Oct 012013

Even though the internet and recent technology has made long-distance communication much easier, it is still tough to feel connected to a loved one through video chatting or social media. Tactilu is a bracelet that can make you feel a little bit closer with your significant other by communicating through touch.

Tactilu is designed by new media art group panGenerator in collaborations with Polish bureau of Cheil for ITAKA Foundation – Centre for Missing People.

Video 1. TACTILU – a bracelet for remote tactile communication


Tactilu is a bracelet that helps communicate “touch” through tactile/haptic technology. The bracelet is wirelessly connected through bluetooth and equipped with a touch sensor which converts taps and swipes into tactile motion felt on your partner’s bracelet. The feeling of touch is created with flexinol springs and QTC (quantum tunneling composite). Instead of using a small motor that buzzes, the springs are able to mimic a muscle-like behavior that more closely resembles touch. The bracelet is created using a Arduino Pro Mini with custom bluetooth module, QTC sensors, li-poly battery, and a 3D printed enclosure.


An important aspect of wearable technology is that it needs to look fashionable. The Tactilu is currently pretty large and awkward, but I think it has the potential to be more fashionable. The device is currently in alpha mode – later iterations will be 50% slimmer and the temporary textile fastener will be replaced with casted polyurethane.

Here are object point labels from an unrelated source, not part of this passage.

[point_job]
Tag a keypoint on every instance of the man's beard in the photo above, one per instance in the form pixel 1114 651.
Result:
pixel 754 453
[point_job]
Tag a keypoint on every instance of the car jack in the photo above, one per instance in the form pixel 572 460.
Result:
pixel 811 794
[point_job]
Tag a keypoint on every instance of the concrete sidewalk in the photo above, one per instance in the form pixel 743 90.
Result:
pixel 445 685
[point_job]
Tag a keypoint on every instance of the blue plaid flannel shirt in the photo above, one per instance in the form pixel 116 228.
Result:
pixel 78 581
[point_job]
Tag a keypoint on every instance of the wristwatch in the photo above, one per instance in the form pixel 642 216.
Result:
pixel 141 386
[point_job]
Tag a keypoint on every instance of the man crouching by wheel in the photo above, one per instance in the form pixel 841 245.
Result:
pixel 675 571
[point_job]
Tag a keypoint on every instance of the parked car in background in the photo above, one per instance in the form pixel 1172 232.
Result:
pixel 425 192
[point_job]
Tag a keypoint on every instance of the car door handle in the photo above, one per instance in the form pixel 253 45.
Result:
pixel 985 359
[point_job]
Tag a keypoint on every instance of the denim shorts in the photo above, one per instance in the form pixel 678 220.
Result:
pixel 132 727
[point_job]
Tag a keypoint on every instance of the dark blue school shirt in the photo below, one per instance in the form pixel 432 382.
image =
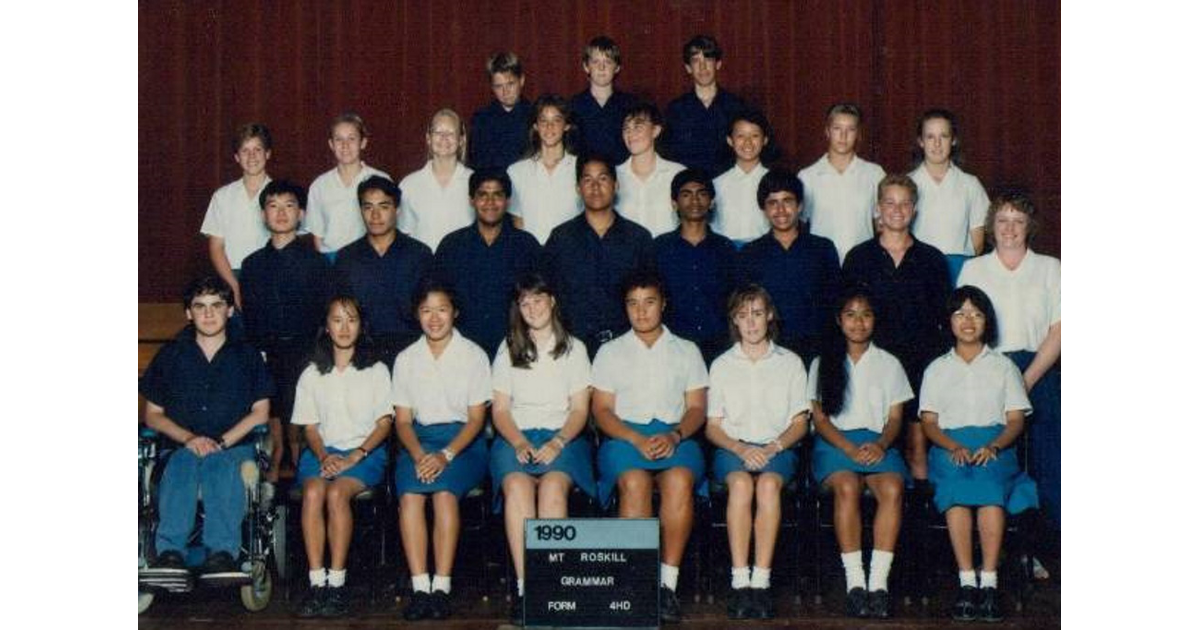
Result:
pixel 909 299
pixel 695 135
pixel 207 397
pixel 587 271
pixel 600 126
pixel 498 137
pixel 384 285
pixel 483 276
pixel 285 293
pixel 803 281
pixel 699 280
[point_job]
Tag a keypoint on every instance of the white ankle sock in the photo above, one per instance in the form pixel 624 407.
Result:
pixel 881 565
pixel 852 563
pixel 337 579
pixel 317 576
pixel 741 577
pixel 670 577
pixel 760 577
pixel 966 579
pixel 442 582
pixel 421 583
pixel 988 579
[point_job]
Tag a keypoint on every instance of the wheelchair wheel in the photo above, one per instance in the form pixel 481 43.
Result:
pixel 257 594
pixel 144 601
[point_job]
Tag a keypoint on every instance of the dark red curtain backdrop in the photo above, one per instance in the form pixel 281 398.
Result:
pixel 207 66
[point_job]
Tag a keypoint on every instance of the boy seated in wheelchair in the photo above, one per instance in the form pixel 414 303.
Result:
pixel 204 391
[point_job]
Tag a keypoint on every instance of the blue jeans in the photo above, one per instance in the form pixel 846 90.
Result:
pixel 217 479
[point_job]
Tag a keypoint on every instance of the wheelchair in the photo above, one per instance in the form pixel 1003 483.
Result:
pixel 263 528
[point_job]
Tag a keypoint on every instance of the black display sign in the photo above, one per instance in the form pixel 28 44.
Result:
pixel 592 573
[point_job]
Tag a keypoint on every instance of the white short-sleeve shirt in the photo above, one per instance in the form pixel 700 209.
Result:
pixel 541 393
pixel 441 390
pixel 345 405
pixel 976 394
pixel 1027 299
pixel 334 213
pixel 429 211
pixel 947 211
pixel 757 400
pixel 738 216
pixel 648 202
pixel 840 207
pixel 544 199
pixel 649 383
pixel 235 216
pixel 876 383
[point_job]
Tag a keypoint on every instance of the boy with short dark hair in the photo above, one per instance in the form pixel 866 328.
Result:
pixel 285 288
pixel 498 132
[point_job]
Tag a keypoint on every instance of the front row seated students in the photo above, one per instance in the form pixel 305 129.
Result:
pixel 973 407
pixel 343 402
pixel 232 223
pixel 587 257
pixel 205 391
pixel 757 411
pixel 540 391
pixel 484 261
pixel 382 270
pixel 441 388
pixel 798 269
pixel 858 394
pixel 648 402
pixel 286 286
pixel 696 265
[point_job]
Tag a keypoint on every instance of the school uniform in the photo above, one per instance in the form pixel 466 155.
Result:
pixel 345 405
pixel 948 210
pixel 540 402
pixel 971 402
pixel 439 393
pixel 648 202
pixel 876 383
pixel 737 215
pixel 840 207
pixel 649 385
pixel 756 402
pixel 427 210
pixel 544 199
pixel 334 213
pixel 1027 301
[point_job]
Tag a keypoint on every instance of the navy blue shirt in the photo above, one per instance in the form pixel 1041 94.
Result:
pixel 587 270
pixel 696 135
pixel 498 137
pixel 384 285
pixel 909 300
pixel 483 276
pixel 699 280
pixel 803 281
pixel 285 292
pixel 600 126
pixel 205 397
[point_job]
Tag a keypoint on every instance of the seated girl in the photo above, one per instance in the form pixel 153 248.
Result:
pixel 441 388
pixel 757 411
pixel 973 407
pixel 858 408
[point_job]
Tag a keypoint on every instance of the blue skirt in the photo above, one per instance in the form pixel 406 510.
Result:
pixel 575 461
pixel 828 459
pixel 369 472
pixel 1001 483
pixel 784 465
pixel 616 456
pixel 466 472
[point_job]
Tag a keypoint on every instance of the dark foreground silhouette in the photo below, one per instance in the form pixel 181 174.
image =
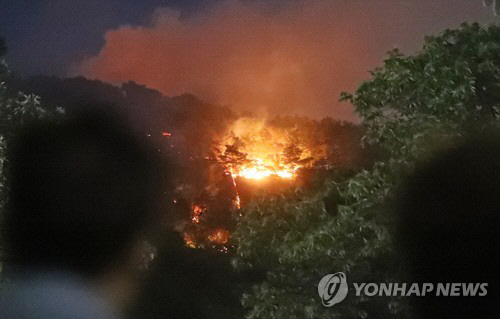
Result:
pixel 449 227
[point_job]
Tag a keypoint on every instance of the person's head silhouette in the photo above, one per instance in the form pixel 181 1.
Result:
pixel 82 193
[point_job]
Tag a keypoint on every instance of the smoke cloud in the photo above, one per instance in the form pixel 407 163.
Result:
pixel 295 58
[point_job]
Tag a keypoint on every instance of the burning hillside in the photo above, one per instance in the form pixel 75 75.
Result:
pixel 253 156
pixel 253 150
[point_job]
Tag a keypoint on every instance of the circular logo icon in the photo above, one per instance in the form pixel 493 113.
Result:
pixel 332 289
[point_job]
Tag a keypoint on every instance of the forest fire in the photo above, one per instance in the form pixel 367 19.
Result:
pixel 255 151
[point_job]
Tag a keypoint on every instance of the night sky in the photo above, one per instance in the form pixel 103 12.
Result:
pixel 281 56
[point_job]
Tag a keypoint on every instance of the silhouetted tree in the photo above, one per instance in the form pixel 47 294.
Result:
pixel 408 106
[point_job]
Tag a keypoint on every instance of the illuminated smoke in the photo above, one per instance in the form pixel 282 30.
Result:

With the next iterations being thinner, I believe it will look similar to other tech bracelets like the FitBit or FuelBand.

As we know, fashion is a form of communication. Wearing a device like the FuelBand communicates that the user is probably concerned about health and exercise. Wearing the Tactilu bracelet will show that you are in a relationship. In The Fashioned Body, Joanne Entwistle writes about how fashion can be signify certain gender traits. This bracelet may be unappealing to males because it may associated with “love” and “feminine” emotions.


Tactilu is a part of a bigger research project that explores the usage of haptic/tactile technology in communication. I agree with the makers of the bracelet that the sense of touch is not well used as a form of communication through technology. This bracelet is targeted towards couples that are in a long-distance relationship, and I think it does a good job of replicating an organic feeling of “touch” that is capable of sending an intimate and meaningful message to your loved one.

A similar idea is shown in the “thumb kiss” feature in the Couple app. The app allows a couple to “kiss” wight heir fingers by touching the screen in the same place. When the fingers are “touching,” you receive a vibration through your phone. This vibration is not as refined as the touch from the flexion springs. Other projects that are exploring the use of haptic feedback are the Nokia ferromagnetic tattoos and the EMBRACE+ bracelet. Both of these bracelets utilize haptic feedback to keep you connected to your phone. The tattoo and bracelet responds with vibration when you receive a message, alert, or call.

The Tactilu is a good example of how haptic interfaces can be used as a medium of communication, and may help users move away from touch screen interfaces towards wearable tactile devices.